Re: [PATCH v2] submodule: prevent overwriting .gitmodules entry on path reuse

Junio C Hamano <gitster@xxxxxxxxx> · Tue, 13 May 2025 14:44:33 -0700

K Jayatheerth <jayatheerthkulkarni2005@xxxxxxxxx> writes:

> When a submodule is added at a path that previously hosted another submodule
> (e.g., 'child'), Git reuses the submodule name derived from the path and
> updates the corresponding entry in .gitmodules. This can silently overwrite
> existing configuration if the old submodule was only moved (e.g., to
> 'child_old') without renaming the submodule.

OK.

> This patch improves the `module_add()` logic by checking whether the
> submodule name already exists in the config but maps to a different path.

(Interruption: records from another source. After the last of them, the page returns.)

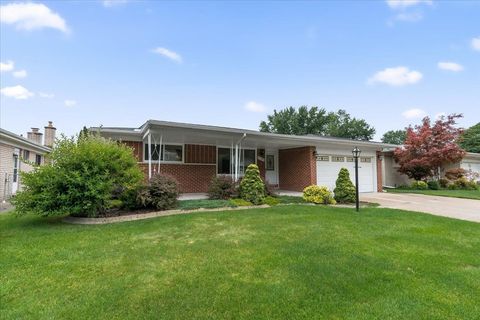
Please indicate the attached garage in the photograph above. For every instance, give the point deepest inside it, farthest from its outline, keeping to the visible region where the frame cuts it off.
(329, 163)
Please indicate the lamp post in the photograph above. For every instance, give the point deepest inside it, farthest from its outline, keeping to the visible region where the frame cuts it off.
(356, 153)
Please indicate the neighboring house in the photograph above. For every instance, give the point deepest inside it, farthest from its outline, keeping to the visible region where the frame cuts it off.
(193, 154)
(19, 154)
(392, 178)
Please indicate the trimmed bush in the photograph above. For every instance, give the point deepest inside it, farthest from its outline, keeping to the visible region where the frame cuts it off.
(443, 182)
(419, 185)
(221, 188)
(318, 195)
(344, 189)
(433, 185)
(252, 188)
(79, 179)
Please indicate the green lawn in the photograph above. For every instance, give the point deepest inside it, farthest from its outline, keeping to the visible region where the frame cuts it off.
(282, 262)
(467, 194)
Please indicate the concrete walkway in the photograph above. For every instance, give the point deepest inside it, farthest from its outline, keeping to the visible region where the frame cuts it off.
(463, 209)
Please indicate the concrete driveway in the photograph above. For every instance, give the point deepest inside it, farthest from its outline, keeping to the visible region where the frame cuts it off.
(463, 209)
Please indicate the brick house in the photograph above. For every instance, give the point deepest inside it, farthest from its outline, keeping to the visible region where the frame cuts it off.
(19, 154)
(193, 154)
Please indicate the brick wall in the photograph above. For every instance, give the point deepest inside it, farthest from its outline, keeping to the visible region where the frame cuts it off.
(191, 177)
(379, 172)
(297, 168)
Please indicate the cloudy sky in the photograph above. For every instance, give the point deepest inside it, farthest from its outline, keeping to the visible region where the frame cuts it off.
(119, 63)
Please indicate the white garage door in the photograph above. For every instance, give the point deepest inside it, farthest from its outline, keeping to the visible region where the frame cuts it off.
(327, 171)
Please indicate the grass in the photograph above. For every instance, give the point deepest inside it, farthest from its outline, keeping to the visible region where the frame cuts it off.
(280, 262)
(467, 194)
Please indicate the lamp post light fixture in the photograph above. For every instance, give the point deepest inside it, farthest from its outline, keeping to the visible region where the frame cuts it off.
(356, 154)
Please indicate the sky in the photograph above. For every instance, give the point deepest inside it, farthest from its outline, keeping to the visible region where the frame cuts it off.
(120, 63)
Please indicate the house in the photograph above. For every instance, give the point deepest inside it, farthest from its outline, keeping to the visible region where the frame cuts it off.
(19, 154)
(194, 153)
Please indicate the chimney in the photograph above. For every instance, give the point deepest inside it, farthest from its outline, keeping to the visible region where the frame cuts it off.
(49, 134)
(35, 136)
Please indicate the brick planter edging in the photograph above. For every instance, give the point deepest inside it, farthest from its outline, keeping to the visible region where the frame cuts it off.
(149, 215)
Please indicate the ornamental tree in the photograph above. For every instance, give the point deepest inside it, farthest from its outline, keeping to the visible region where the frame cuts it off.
(427, 147)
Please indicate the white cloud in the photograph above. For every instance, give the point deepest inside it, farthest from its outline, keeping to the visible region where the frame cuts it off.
(20, 74)
(476, 43)
(169, 54)
(46, 95)
(70, 103)
(397, 76)
(30, 16)
(6, 66)
(450, 66)
(414, 114)
(401, 4)
(254, 106)
(113, 3)
(16, 92)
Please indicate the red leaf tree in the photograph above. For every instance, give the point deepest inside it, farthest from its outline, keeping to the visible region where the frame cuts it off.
(429, 147)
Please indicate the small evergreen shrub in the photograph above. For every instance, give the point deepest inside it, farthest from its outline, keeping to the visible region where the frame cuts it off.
(271, 201)
(162, 192)
(344, 189)
(443, 182)
(221, 188)
(419, 185)
(239, 202)
(433, 185)
(455, 173)
(318, 195)
(252, 188)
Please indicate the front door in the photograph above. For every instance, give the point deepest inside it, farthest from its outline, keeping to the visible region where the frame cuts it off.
(15, 174)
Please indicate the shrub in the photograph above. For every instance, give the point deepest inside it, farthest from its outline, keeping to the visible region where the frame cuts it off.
(433, 185)
(221, 187)
(344, 189)
(419, 185)
(271, 201)
(318, 194)
(239, 202)
(252, 188)
(443, 182)
(161, 193)
(464, 183)
(454, 174)
(79, 179)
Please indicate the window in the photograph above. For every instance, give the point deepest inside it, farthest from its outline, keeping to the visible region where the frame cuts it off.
(26, 155)
(166, 152)
(226, 160)
(323, 158)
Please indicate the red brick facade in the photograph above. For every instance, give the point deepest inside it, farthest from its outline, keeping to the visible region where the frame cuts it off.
(379, 172)
(297, 168)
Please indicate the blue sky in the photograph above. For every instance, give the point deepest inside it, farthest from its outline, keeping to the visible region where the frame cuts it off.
(119, 63)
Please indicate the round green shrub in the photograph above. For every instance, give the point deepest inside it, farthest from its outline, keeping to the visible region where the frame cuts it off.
(252, 188)
(344, 189)
(79, 178)
(419, 185)
(318, 194)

We frown upon a patch that says "This patch does X"; just give an
order to the codebase to "be like so".  I.e. "Improve the module-add
by doing X..." is how we phrase a proposed change.

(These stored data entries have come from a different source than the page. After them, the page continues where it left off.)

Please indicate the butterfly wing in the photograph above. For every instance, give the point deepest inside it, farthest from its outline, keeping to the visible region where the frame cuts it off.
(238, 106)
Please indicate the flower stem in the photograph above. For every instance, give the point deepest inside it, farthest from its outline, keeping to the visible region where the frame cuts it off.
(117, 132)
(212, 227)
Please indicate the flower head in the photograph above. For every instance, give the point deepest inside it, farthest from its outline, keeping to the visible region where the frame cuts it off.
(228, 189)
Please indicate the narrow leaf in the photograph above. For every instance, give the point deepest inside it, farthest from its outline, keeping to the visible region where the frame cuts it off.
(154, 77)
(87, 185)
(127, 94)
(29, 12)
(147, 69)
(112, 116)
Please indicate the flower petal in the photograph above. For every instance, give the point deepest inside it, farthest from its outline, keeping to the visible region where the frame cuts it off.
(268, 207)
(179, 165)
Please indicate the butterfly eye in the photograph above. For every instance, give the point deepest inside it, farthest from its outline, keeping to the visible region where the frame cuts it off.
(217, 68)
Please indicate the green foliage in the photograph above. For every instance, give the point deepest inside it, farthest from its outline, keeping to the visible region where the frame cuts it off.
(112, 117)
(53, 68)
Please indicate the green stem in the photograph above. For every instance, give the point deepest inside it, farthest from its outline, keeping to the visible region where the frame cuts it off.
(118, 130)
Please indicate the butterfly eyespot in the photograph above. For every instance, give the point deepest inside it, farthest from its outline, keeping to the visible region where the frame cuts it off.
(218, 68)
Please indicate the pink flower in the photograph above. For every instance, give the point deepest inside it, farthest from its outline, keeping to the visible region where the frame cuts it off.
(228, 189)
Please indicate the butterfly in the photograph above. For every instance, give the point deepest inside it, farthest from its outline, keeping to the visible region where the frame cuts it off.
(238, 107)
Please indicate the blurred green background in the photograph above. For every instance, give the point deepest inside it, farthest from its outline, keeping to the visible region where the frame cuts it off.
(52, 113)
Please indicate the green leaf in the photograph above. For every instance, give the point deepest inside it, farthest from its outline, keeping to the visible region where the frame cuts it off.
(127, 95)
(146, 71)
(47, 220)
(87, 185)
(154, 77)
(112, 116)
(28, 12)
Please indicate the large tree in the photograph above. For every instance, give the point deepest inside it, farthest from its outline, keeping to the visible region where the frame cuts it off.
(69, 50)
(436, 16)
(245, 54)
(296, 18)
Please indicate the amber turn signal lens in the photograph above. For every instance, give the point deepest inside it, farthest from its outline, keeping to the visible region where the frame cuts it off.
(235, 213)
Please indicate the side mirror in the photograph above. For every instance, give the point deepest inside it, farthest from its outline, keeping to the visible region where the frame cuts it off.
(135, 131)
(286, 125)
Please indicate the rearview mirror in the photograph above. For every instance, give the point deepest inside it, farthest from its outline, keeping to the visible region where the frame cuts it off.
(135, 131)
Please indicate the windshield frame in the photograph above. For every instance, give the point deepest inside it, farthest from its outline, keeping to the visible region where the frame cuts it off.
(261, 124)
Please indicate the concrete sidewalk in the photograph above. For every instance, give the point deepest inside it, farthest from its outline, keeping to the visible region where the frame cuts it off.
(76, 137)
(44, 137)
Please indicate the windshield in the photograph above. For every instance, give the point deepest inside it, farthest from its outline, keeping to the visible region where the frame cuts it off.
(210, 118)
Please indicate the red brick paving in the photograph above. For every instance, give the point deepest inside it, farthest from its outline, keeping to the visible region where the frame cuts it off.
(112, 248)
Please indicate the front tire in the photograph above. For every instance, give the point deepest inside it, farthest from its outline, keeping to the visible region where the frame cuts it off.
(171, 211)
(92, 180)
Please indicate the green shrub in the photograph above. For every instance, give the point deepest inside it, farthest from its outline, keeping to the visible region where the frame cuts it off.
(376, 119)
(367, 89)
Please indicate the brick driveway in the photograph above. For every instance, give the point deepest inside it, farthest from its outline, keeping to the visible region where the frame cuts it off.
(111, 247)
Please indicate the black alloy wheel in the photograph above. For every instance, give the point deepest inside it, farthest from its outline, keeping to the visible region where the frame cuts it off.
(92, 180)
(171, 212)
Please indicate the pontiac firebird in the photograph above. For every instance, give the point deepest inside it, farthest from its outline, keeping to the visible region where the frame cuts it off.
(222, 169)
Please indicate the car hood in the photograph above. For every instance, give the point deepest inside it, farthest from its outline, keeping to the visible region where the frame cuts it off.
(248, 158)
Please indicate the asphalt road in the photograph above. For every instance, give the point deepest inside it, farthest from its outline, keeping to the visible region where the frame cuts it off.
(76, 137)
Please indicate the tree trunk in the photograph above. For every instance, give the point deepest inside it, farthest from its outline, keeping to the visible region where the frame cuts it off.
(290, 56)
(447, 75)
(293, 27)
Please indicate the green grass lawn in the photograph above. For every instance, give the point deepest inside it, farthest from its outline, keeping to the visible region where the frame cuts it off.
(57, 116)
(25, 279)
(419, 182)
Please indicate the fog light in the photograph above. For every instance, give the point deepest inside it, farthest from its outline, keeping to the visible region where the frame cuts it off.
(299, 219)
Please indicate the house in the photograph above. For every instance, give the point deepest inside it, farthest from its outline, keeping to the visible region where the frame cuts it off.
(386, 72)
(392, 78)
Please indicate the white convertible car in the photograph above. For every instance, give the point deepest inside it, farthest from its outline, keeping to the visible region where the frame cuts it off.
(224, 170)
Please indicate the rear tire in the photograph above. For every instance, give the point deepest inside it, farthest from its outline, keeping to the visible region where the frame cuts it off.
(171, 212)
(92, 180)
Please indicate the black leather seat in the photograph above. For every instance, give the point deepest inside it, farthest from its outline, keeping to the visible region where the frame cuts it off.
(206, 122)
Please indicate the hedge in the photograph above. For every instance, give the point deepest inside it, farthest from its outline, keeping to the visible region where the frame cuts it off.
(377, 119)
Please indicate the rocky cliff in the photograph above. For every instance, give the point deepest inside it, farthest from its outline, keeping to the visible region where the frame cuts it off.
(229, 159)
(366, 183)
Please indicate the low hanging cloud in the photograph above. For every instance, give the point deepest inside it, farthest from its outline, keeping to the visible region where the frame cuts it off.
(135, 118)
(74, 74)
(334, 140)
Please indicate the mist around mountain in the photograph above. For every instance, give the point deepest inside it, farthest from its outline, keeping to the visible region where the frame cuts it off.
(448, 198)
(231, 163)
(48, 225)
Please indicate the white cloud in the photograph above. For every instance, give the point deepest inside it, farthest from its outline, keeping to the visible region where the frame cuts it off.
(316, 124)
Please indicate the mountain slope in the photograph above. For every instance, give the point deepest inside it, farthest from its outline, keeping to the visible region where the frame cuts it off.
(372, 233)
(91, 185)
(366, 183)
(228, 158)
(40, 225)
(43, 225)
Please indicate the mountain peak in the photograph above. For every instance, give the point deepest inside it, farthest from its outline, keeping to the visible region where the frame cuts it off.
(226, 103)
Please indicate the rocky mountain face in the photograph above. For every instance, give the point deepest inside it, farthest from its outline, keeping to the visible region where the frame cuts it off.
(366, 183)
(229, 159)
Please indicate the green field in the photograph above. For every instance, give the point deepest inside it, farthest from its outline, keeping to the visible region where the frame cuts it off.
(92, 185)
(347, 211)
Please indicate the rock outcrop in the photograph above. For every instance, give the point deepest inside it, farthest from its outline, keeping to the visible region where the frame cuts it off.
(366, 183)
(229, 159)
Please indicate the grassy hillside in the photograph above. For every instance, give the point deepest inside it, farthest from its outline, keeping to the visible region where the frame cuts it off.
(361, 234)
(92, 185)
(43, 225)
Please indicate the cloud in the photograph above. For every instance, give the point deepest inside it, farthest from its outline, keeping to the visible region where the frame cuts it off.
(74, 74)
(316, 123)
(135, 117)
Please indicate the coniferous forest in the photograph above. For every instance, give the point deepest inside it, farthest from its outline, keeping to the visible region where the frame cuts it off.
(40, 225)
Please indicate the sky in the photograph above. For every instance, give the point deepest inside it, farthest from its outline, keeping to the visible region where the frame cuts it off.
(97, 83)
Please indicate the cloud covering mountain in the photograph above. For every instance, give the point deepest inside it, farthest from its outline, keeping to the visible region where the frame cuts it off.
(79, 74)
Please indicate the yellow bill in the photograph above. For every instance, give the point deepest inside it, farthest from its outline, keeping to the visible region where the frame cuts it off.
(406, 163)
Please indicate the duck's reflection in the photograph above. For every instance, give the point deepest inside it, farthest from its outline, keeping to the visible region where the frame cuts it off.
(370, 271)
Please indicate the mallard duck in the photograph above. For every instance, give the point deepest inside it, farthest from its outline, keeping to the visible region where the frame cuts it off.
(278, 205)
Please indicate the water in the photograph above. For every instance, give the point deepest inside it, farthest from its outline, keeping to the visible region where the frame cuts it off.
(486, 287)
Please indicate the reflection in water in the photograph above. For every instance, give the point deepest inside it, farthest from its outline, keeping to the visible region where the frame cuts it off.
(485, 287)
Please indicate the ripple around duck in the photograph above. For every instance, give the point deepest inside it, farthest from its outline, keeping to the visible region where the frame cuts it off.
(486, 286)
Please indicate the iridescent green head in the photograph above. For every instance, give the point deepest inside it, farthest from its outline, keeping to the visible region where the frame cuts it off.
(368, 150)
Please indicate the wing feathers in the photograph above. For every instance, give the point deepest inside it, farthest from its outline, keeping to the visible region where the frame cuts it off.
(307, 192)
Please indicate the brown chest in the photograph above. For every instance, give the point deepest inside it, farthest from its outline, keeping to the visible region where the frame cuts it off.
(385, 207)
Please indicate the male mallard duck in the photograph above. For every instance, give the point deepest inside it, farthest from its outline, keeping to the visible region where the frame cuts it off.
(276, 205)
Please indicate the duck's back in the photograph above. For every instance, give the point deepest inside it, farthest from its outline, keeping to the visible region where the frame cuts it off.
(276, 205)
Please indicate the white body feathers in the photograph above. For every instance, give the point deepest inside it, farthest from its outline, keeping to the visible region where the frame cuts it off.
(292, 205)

> In such a case, Git now errors out unless `--force` is specified, thus
> preventing accidental overwrites. To proceed safely, the user can provide
> a new name via `--name` or use `--force`.

The above explains what happens in module_add() quite well.

What is puzzling about this change is that the new helper function
and changes to configure_added_submodule() is not described at all
in the proposed log message.  How are they relevant and why do we
need them?

> @@ -3443,6 +3452,7 @@ static int module_add(int argc, const char **argv, const char *prefix,
>  	int force = 0, quiet = 0, progress = 0, dissociate = 0;
>  	struct add_data add_data = ADD_DATA_INIT;
>  	const char *ref_storage_format = NULL;
> +	const struct submodule *existing;
>  	char *to_free = NULL;
>  	struct option options[] = {
>  		OPT_STRING('b', "branch", &add_data.branch, N_("branch"),
> @@ -3546,6 +3556,32 @@ static int module_add(int argc, const char **argv, const char *prefix,
>  	if(!add_data.sm_name)
>  		add_data.sm_name = add_data.sm_path;
>  
> +	existing = submodule_from_name(the_repository,
> +					null_oid(the_hash_algo),
> +					add_data.sm_name);
> +
> +	if (existing && strcmp(existing->path, add_data.sm_path)) {

If the name is in use, and the submodule with that name is at a
different path, then we are in trouble, OK.

> +		if (!force)
> +			die(_("submodule name '%s' already used for path '%s'"),
> +			add_data.sm_name, existing->path);
> +
> +		/* --force: build <name><n> until unique */
> +		struct strbuf buf = STRBUF_INIT;

"-Wdeclaration-after-statement"

> +		strbuf_addstr(&buf, add_data.sm_name);
> +
> +		for (int i = 1; ; i++) {
> +			strbuf_setlen(&buf, 0);
> +			strbuf_addf(&buf, "%s%d", add_data.sm_name, i);
> +
> +			if (!submodule_from_name(the_repository,
> +						null_oid(the_hash_algo),
> +						buf.buf))
> +				break;
> +		}
> +
> +		add_data.sm_name = strbuf_detach(&buf, NULL);
> +	}
> +

What is the memory ownership rule for add_data.sm_name?  Earlier we
saw in a pre-context of a hunk that this was assigned from
add_data.sm_path, so in that codepath it is considered a borrowed
piece of memory, but here the member has to be the one that owns the
string detached from the strbuf, which eventually must be freed by
somebody, or it would be a memory leak.